Yabancı ekonomi kuruluşları Türkiye'nin notunu düşürdü
Darbe girişiminin ardından S&P, Moody’s ve Fitch Türkiye’nin kredi notunu düşürdü. Türkiye’nin kredi notu üç ülkede de ‘yatırım yapılamaz ülke’ konumuna geldi. Fitch, S&P ve Moody's'in Türkiye'ye verdiği ilk notlar yatırım yapılabilir seviyedeydi.
Merkez Bankası ne yaptı?
Yüksek faiz sebebiyle siyasi otorite tarafından sık sık eleştirilen Merkez Bankası darbe girişiminin ardından bir süre daha düşük faiz politikasına devam etti.
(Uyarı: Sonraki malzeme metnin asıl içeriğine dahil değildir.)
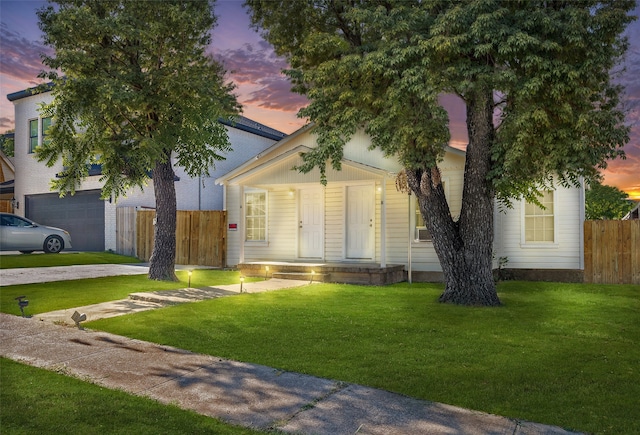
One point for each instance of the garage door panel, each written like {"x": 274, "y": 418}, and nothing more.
{"x": 81, "y": 214}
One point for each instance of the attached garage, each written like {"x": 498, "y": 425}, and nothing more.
{"x": 81, "y": 214}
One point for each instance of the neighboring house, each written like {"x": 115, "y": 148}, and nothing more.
{"x": 90, "y": 220}
{"x": 277, "y": 214}
{"x": 7, "y": 172}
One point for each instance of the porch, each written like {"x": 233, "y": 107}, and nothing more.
{"x": 349, "y": 273}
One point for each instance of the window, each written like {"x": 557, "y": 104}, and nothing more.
{"x": 539, "y": 223}
{"x": 256, "y": 216}
{"x": 46, "y": 123}
{"x": 36, "y": 139}
{"x": 421, "y": 233}
{"x": 33, "y": 135}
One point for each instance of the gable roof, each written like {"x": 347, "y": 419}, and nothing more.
{"x": 249, "y": 167}
{"x": 251, "y": 126}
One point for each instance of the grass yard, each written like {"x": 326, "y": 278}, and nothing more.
{"x": 62, "y": 259}
{"x": 39, "y": 401}
{"x": 561, "y": 354}
{"x": 58, "y": 295}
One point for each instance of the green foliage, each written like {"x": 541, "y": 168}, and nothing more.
{"x": 381, "y": 65}
{"x": 133, "y": 87}
{"x": 562, "y": 354}
{"x": 606, "y": 202}
{"x": 35, "y": 400}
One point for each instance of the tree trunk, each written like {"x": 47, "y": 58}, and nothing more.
{"x": 163, "y": 257}
{"x": 464, "y": 247}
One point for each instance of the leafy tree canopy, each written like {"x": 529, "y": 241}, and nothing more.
{"x": 606, "y": 202}
{"x": 383, "y": 64}
{"x": 534, "y": 76}
{"x": 133, "y": 85}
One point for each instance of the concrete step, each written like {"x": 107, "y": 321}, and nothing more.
{"x": 302, "y": 276}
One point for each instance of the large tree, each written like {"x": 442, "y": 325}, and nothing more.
{"x": 606, "y": 202}
{"x": 133, "y": 90}
{"x": 534, "y": 76}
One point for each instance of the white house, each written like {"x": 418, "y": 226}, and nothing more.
{"x": 90, "y": 220}
{"x": 278, "y": 215}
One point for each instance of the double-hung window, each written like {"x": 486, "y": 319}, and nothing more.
{"x": 255, "y": 204}
{"x": 46, "y": 123}
{"x": 33, "y": 135}
{"x": 539, "y": 222}
{"x": 38, "y": 132}
{"x": 420, "y": 231}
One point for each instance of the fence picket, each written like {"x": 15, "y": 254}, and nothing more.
{"x": 611, "y": 252}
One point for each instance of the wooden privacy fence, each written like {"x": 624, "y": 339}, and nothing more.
{"x": 612, "y": 252}
{"x": 201, "y": 237}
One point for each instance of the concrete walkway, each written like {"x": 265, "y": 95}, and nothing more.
{"x": 240, "y": 393}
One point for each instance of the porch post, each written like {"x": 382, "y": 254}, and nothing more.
{"x": 242, "y": 226}
{"x": 410, "y": 237}
{"x": 383, "y": 224}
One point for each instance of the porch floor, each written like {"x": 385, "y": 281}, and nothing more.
{"x": 339, "y": 272}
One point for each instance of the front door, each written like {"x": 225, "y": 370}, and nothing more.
{"x": 359, "y": 222}
{"x": 311, "y": 223}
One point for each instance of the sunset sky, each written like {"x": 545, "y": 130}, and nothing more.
{"x": 263, "y": 91}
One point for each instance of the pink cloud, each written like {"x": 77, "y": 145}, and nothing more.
{"x": 20, "y": 57}
{"x": 257, "y": 71}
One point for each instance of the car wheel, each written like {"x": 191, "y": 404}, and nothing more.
{"x": 53, "y": 245}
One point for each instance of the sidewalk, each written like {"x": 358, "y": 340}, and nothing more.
{"x": 240, "y": 393}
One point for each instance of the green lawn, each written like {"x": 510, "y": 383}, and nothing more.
{"x": 63, "y": 259}
{"x": 58, "y": 295}
{"x": 561, "y": 354}
{"x": 36, "y": 401}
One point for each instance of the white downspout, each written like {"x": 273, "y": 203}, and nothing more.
{"x": 581, "y": 218}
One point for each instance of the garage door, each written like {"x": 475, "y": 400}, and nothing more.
{"x": 81, "y": 214}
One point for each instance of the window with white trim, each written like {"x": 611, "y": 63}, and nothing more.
{"x": 539, "y": 222}
{"x": 255, "y": 206}
{"x": 420, "y": 231}
{"x": 46, "y": 123}
{"x": 33, "y": 135}
{"x": 38, "y": 132}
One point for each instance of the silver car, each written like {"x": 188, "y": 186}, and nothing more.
{"x": 20, "y": 234}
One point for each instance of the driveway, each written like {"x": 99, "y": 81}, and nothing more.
{"x": 31, "y": 275}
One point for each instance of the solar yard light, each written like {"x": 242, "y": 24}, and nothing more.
{"x": 22, "y": 303}
{"x": 77, "y": 318}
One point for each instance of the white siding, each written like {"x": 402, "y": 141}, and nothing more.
{"x": 565, "y": 253}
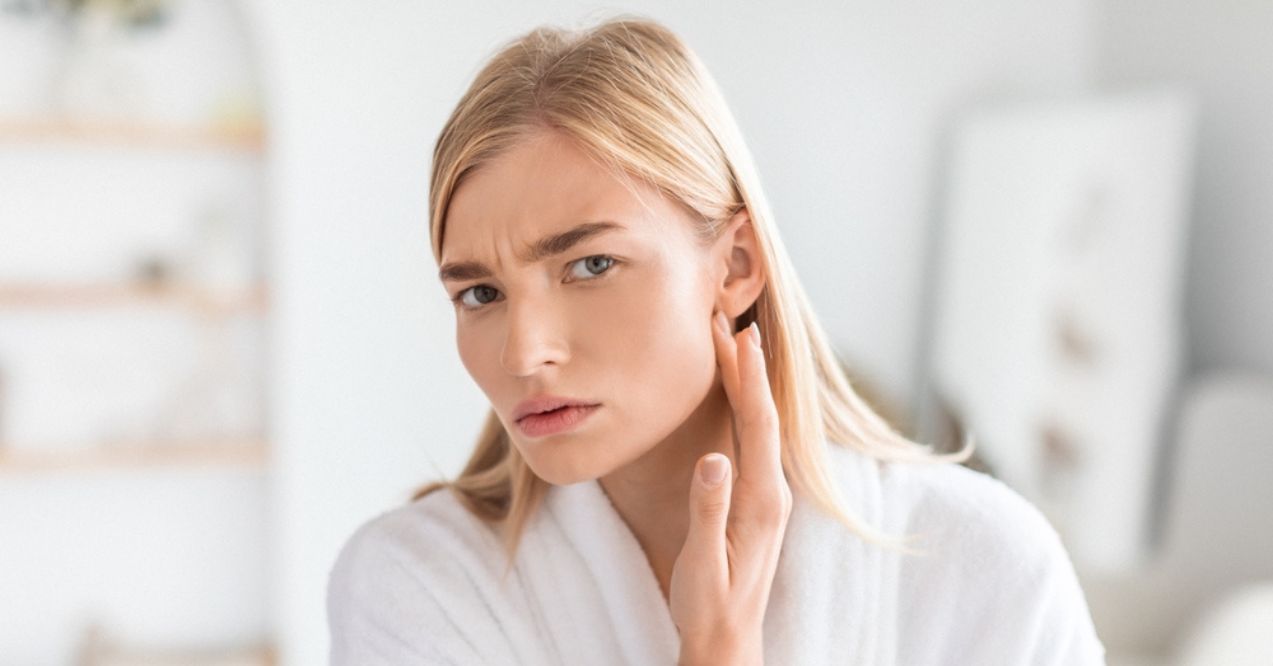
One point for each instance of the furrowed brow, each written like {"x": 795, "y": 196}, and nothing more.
{"x": 545, "y": 247}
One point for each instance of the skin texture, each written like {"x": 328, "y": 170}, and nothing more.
{"x": 637, "y": 338}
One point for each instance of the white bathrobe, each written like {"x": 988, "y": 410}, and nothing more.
{"x": 420, "y": 583}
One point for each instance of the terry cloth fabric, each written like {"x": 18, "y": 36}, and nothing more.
{"x": 420, "y": 583}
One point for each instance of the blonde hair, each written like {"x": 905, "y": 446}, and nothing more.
{"x": 637, "y": 99}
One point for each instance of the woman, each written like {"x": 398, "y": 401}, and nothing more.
{"x": 675, "y": 467}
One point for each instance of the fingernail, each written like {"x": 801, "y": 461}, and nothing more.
{"x": 713, "y": 469}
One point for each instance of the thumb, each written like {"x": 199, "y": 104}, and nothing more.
{"x": 709, "y": 506}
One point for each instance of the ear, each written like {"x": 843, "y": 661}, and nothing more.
{"x": 741, "y": 280}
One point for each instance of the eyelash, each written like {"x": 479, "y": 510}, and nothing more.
{"x": 458, "y": 298}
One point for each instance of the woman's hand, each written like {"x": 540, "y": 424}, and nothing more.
{"x": 721, "y": 580}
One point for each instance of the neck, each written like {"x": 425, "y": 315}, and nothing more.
{"x": 652, "y": 493}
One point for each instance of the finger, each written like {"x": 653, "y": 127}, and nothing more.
{"x": 709, "y": 512}
{"x": 759, "y": 439}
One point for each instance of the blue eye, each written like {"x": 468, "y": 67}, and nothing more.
{"x": 593, "y": 268}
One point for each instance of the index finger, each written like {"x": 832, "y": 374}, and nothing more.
{"x": 746, "y": 383}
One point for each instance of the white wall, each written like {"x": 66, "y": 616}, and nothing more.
{"x": 1223, "y": 54}
{"x": 1222, "y": 51}
{"x": 843, "y": 105}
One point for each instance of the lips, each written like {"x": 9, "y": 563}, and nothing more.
{"x": 546, "y": 403}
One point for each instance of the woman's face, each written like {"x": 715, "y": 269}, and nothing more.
{"x": 619, "y": 317}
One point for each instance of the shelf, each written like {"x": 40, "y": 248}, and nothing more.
{"x": 106, "y": 296}
{"x": 246, "y": 139}
{"x": 248, "y": 453}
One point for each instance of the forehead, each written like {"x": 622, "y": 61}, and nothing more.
{"x": 544, "y": 185}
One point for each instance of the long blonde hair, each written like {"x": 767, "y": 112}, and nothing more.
{"x": 634, "y": 97}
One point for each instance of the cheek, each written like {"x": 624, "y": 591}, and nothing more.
{"x": 478, "y": 357}
{"x": 661, "y": 350}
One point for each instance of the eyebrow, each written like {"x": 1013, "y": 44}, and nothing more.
{"x": 540, "y": 250}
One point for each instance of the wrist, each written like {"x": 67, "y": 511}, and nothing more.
{"x": 721, "y": 653}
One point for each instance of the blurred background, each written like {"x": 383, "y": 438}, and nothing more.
{"x": 223, "y": 344}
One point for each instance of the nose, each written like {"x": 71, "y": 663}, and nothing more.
{"x": 534, "y": 339}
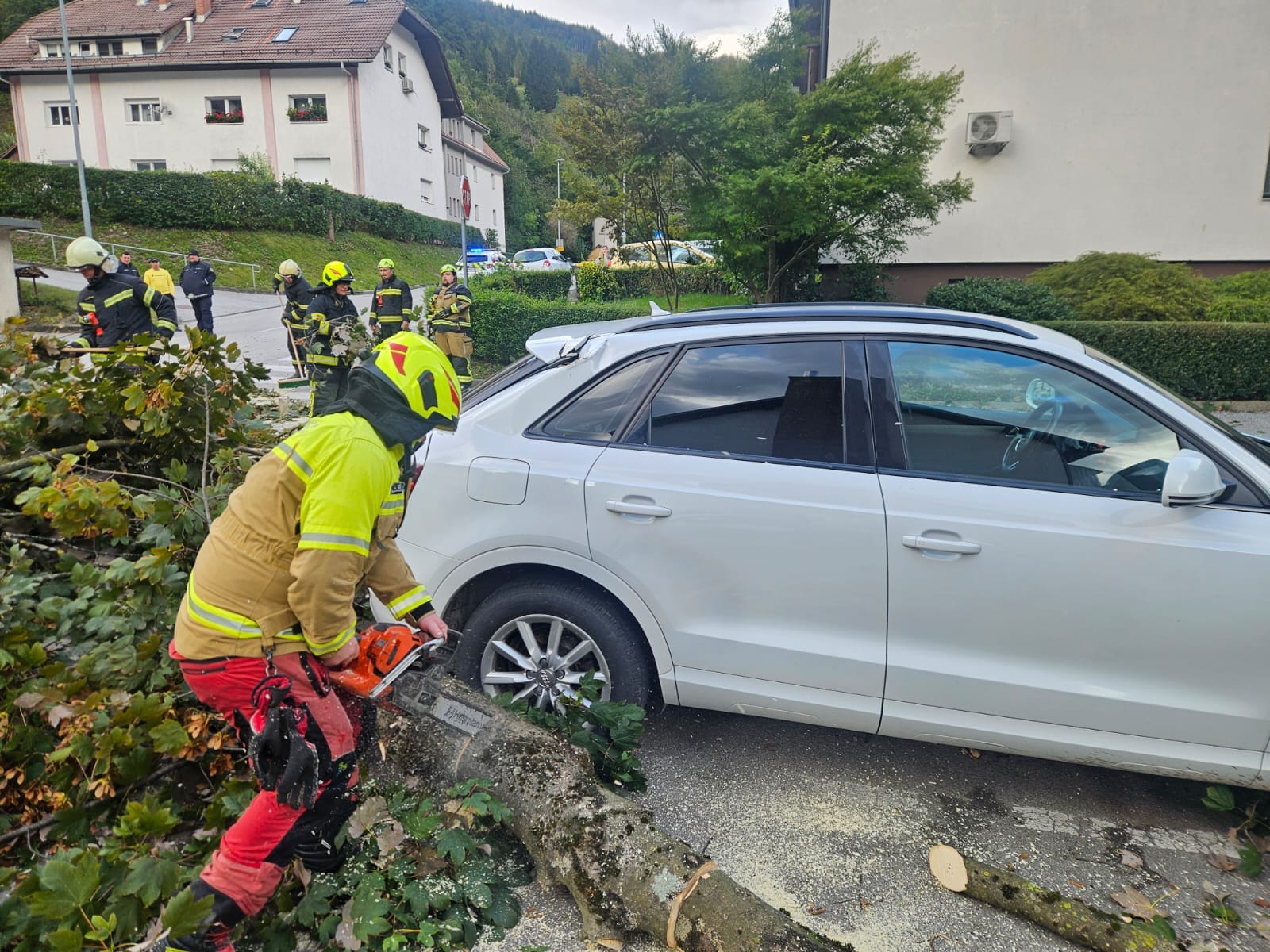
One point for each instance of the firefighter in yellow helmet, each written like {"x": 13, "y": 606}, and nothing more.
{"x": 270, "y": 608}
{"x": 450, "y": 314}
{"x": 391, "y": 304}
{"x": 332, "y": 342}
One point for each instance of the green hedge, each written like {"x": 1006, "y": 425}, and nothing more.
{"x": 216, "y": 200}
{"x": 503, "y": 321}
{"x": 1005, "y": 298}
{"x": 1199, "y": 359}
{"x": 546, "y": 286}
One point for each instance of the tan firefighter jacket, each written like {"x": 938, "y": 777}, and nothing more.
{"x": 314, "y": 520}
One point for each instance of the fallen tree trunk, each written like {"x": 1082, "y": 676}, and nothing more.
{"x": 624, "y": 873}
{"x": 1064, "y": 916}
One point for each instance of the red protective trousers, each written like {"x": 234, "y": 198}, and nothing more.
{"x": 247, "y": 867}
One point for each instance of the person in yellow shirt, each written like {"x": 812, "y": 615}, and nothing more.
{"x": 159, "y": 278}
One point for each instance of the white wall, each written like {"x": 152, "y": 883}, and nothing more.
{"x": 391, "y": 120}
{"x": 1138, "y": 126}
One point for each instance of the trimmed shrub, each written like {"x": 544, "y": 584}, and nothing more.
{"x": 1005, "y": 298}
{"x": 1126, "y": 287}
{"x": 216, "y": 200}
{"x": 503, "y": 321}
{"x": 1199, "y": 359}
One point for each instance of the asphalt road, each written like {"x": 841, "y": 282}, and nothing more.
{"x": 835, "y": 827}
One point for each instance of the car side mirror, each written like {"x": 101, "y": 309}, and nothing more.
{"x": 1191, "y": 479}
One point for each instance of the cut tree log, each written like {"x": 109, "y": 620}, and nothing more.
{"x": 624, "y": 873}
{"x": 1064, "y": 916}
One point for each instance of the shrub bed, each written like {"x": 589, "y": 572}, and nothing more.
{"x": 1199, "y": 359}
{"x": 216, "y": 200}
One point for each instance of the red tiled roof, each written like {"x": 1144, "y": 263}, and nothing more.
{"x": 327, "y": 32}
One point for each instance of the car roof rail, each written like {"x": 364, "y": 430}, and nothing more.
{"x": 840, "y": 311}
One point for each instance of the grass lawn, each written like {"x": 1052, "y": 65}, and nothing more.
{"x": 418, "y": 264}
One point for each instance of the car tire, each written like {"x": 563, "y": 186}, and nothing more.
{"x": 591, "y": 634}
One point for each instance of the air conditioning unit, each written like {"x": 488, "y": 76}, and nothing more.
{"x": 987, "y": 133}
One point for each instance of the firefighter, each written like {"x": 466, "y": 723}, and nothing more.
{"x": 451, "y": 321}
{"x": 116, "y": 308}
{"x": 268, "y": 611}
{"x": 332, "y": 324}
{"x": 295, "y": 311}
{"x": 391, "y": 304}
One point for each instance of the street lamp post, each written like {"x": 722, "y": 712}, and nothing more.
{"x": 559, "y": 239}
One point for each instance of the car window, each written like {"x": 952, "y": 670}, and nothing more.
{"x": 975, "y": 412}
{"x": 601, "y": 410}
{"x": 776, "y": 400}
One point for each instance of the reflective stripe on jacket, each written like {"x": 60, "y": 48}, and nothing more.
{"x": 120, "y": 308}
{"x": 451, "y": 310}
{"x": 311, "y": 522}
Ardından merkez 3 yıl sonra faiz artırdı. Politika faizinin yükselmesi sonucu bankaların faiz artırması dolayısıyla mevduat faizleri de arttı. Bu durum yüksek enflasyonda belirleyici oldu. Merkez Bankası’nın bağımsızlığı tartışmaları Türkiye’de uzun süredir sürerken 2019 yılında Başkan Murat Çetinkaya’nın Cumhurbaşkanı Erdoğan tarafından görevinden alınmasıyla birlikte tartışmalar boyut değiştirdi. Çetinkaya yerine göreve getirilen Murat Uysal dokuz toplantı üst üste faiz indirdi.
Devlet kredilere kefil oldu
Hükûmet ekonomiyi canlandırmak için kredi musluklarını açtı. KOSGEB aracılığıyla birçok esnafa 50 bin TL'ye kadar kredi verildi. Faizsiz ilk yıl geri ödeme olmayan üç yıllık vadeli bu kredilere başvurularda birçok sıkıntı yaşandı. Kimi vatandaş online sisteme başvuramadı. Devlet ayrıca Kredi Garanti Fonu altında vatandaşın çekeceği kredilere kefil oldu böylece 250 milyar TL'lik kredi hacmi oluşturmuş oldu. KGF hacimleri daha sonra artırıldı.
İşsizlik rekor kırdı
Darbe girişimini ardından İşsizlikte son 6 yılın rekorları kırılmaya başlandı. Pek çok vatandaş yeni iş bulmakta zorlandı. Genç işsizliği tehlikeli boyutlara geldi. Cumhurbaşkanı Recep Tayyip Erdoğan bütün patronları istihdam seferberliğine katılmaya çağırdı.
Seferberlikte 2 milyon yeni istihdam yaratılması bekleniyordu. Dönemin Çalışma ve Sosyal Güvenlik Bakanı Mehmet Müezzinoğlu'na göre yaratılan yeni istihdam sayısı 700 bini aşmıştı.
Darbenin ardından istihdam seferberliği ilan edildi. 2017 Şubat döneminde işsizlik yüzde 12.7 ile 7 yılın zirvesine çıkmıştı. Corona virüsü salgının da etkisiyle işten çıkarma yasaklarına rağmen istihdam edilen kişilerin sayısında olağanüstü bir düşüş gösterdi. Türkiye ekonomisi yeni iş alanları yaratmakta zorlanırken Nisan 2018-Nisan 2020 döneminde çalışma çağındaki nüfus (15 ve daha üzeri yaştaki nüfus) 1,8 milyon artarken istihdam 3,4 milyon azaldı.
Enflasyon frenlenemedi
Darbe girişiminden bir sene sonra yüzde 11.72 ile son 5 yılın rekorunu kırmıştı. Aradan geçen dönemde yapılan yurt çapındaki indirim kampanyalarına rağmen enflasyonda düşüş frenlenemedi. Enflasyon geçici bir süre tek haneye inerken aradan geçen sürede tekrar çift haneye çıktı. 2020 Haziran ayında enflasyon geçen yılın aynı dönemine göre yüzde 12,62 arttı. Enflasyon Türkiye ekonomisinin kronik bir sorunu olarak durmaya devam ediyor.